The movable brake pad (alloy D16T) with riveted thereto a pad of friction material is held by a cylindrical recess on the outer edge of the cylinder. In the absence of pressure in the braking system pad is pressed to the cylinder by two conifers springs, one ends of which are inserted into holes in her body and the other on the caliper. Springs made of wire (steel 65G) with a thickness of 1,5 mm and hardened. So they don’t fall out of the holes, their ends separated. In addition, to create a preload of springs in a free condition, the ends are separated by 4 mm when compared to the maximum distance between the holes for mounting them.

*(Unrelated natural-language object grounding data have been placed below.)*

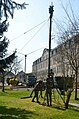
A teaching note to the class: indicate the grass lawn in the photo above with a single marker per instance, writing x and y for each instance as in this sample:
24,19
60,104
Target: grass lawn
13,107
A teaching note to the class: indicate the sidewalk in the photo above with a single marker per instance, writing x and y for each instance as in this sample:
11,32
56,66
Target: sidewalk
74,105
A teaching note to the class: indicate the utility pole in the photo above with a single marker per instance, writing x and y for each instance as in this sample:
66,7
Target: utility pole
48,82
51,14
25,62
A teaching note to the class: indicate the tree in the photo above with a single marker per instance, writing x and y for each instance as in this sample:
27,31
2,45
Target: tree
6,8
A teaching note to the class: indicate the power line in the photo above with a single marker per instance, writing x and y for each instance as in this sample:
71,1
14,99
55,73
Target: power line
29,30
30,52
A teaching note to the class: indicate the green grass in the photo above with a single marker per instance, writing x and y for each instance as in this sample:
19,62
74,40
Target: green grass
13,107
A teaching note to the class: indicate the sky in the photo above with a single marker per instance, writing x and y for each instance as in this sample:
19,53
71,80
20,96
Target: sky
28,31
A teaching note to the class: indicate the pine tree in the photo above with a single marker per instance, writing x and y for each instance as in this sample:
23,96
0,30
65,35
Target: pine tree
6,8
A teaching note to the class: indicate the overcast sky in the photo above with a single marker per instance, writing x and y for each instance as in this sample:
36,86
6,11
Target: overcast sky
29,29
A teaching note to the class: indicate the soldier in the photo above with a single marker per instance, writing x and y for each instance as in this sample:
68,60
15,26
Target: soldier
37,88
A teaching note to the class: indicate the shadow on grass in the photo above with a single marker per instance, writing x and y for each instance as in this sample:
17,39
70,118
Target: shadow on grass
14,113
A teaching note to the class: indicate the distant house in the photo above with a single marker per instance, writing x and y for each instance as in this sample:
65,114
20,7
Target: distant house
21,76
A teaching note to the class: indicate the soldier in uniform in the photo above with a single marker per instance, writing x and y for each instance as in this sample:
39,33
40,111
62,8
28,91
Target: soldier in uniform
49,86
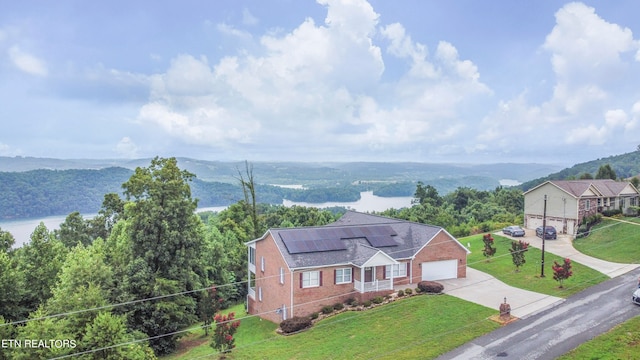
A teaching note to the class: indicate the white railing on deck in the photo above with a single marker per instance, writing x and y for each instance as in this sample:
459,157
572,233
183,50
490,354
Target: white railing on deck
376,285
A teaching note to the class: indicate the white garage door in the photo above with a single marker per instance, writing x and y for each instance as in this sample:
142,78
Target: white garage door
533,222
440,270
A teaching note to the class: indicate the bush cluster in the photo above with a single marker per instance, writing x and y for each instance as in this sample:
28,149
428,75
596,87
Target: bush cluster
430,287
610,213
294,324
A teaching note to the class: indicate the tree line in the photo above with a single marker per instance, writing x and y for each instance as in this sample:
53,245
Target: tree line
144,268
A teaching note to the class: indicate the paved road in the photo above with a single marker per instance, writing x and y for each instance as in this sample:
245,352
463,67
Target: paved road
553,332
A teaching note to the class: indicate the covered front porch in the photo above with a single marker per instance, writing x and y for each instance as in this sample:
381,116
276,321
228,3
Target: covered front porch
372,275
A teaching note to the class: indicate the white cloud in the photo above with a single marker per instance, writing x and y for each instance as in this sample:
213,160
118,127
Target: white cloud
127,148
585,45
27,62
586,54
323,81
232,31
248,19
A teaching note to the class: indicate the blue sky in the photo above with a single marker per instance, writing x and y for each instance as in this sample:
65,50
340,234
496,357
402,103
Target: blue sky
327,80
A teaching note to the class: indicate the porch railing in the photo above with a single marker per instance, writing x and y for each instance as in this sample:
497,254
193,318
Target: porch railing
375,285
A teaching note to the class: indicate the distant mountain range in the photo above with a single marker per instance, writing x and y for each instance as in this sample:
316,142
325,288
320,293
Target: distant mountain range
37,187
286,173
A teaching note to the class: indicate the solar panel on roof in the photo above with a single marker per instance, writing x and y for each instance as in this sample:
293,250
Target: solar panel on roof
331,239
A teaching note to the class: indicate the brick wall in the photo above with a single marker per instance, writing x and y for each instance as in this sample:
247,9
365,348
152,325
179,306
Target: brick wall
274,294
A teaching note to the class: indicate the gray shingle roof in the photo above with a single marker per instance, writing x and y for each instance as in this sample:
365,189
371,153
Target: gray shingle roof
410,238
607,187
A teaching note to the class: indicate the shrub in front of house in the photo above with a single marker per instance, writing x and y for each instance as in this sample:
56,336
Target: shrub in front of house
295,324
430,287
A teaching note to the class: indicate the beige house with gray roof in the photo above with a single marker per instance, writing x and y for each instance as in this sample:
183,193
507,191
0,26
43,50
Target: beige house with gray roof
570,201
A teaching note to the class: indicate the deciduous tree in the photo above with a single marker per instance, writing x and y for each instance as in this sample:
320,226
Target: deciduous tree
518,250
561,272
223,339
489,250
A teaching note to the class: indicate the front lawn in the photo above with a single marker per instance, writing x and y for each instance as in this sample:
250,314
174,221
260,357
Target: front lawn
501,267
613,241
419,327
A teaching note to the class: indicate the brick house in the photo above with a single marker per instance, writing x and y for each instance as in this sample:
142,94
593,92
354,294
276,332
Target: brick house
570,201
297,271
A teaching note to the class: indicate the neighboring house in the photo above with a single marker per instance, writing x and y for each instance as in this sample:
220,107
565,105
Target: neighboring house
297,271
570,201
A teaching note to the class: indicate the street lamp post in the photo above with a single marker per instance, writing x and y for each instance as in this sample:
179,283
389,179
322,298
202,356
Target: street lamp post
544,235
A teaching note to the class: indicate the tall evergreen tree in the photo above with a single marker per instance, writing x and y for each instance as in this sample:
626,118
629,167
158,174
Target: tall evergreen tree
39,261
606,172
165,240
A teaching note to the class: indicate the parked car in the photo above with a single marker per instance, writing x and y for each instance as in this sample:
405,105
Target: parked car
513,230
636,297
549,232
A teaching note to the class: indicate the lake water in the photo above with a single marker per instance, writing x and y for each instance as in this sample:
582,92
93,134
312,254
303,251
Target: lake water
22,229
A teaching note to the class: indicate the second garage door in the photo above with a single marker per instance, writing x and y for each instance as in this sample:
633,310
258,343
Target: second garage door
440,270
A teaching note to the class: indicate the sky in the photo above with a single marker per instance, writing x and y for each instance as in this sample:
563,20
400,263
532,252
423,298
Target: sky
460,81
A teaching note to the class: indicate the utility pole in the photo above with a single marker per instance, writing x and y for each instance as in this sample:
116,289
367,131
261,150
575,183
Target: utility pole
544,235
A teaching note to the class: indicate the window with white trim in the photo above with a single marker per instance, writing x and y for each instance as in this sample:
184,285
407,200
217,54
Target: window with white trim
343,276
310,279
399,270
252,255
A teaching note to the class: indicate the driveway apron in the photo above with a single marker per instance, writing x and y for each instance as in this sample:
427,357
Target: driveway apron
484,289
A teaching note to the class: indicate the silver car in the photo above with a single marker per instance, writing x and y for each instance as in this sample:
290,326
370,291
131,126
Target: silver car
513,231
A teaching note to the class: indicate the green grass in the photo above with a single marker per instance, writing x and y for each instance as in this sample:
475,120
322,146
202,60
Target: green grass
423,327
622,342
612,240
501,267
252,330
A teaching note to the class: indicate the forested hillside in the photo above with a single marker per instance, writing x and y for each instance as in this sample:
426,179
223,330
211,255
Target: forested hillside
48,192
625,166
147,266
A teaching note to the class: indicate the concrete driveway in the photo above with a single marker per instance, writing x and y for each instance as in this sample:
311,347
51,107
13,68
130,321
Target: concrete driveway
488,291
562,246
484,289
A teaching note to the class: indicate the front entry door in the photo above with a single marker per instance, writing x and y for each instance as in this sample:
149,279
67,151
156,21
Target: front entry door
368,274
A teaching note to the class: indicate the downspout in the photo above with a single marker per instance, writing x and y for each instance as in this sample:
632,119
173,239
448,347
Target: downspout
411,272
291,293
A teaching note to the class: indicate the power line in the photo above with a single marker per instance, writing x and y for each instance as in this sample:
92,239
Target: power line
186,292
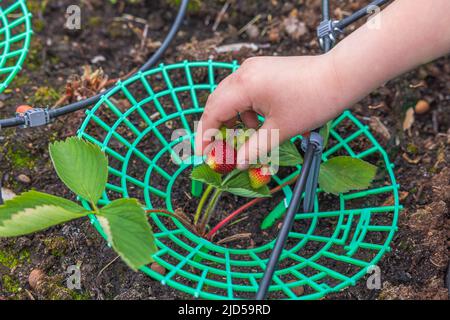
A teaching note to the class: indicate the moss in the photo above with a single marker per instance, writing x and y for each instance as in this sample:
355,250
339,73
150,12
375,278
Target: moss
80,295
95,21
412,148
20,158
45,96
10,284
57,246
11,260
194,5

The stationary brake pad from the sheet of steel grade 45 with a thickness of 2 mm. For fixing the caliper to it of brass soldered steel ring, tightly included in the left (in the picture) the hole in the caliper. To Shoe riveted brake lining. The gap between the two pads must be larger than the thickness of the disc is 0.5 mm.
After Assembly the brake mechanism is set by the holes of the support on the two studs, screwed to a support of fastening of a brake. Because of this it is free centered for the drive that is necessary due to the gradual wear of the brake linings.
As reservoirs for brake fluid, as in the basic model, used transparent vinyl chloride pipe with an external Ø10—12 mm and a wall thickness of 1.5 mm, mounted on the steering column.
Collected on the map system hydrocortison need to pump the brake fluid in the same way as in a conventional car. Then you need to eliminate all, even the slightest leakage of the liquid, then check the operation of brakes “on the go”, paying particular attention to the uniformity of braking with all wheels on the efficiency of the brakes, fast and full release after releasing the pedal.
When the friction lining wear reaches a value at which the locked state, the gap between the movable pad and the caliper will be equal to 3 mm, the linings are required to replace or install additional padding.
Pedal map (see Fig. 1) made of tube has ø 14-ø mm, one end of which is bent at an angle of 90°. In addition to ease of fabrication, adequate stiffness and lightness, these pedals have other benefits: they provide the location of the control cable coming from the pedal, on the side of the Shoe of the driver.
Accelerator pedal p of the clutch is connected to the engine by flexible wires in the shell. The brake pedal its lower part acts directly on the rod of the brake master cylinder. All three pedals have the limiters reverse. In addition, to avoid damage to the carburetor throttle has a limiter forward stroke.
The main parts of the design are painted with synthetic enamel. Assembled the map need to adjust the ease of rotation of the wheels, the chain tension and length control cables. All threaded connections must be zaspirtovanny or locked double nuts.
The word “kart” is now difficult to surprise someone. Competition PA maps — the smallest and simplest racing cars — has firmly taken its place in sports training of youth as first step on the path to great auto racing. Although these vehicles are relatively new, they already have a history, a chronicle of design exploration and technical perfection.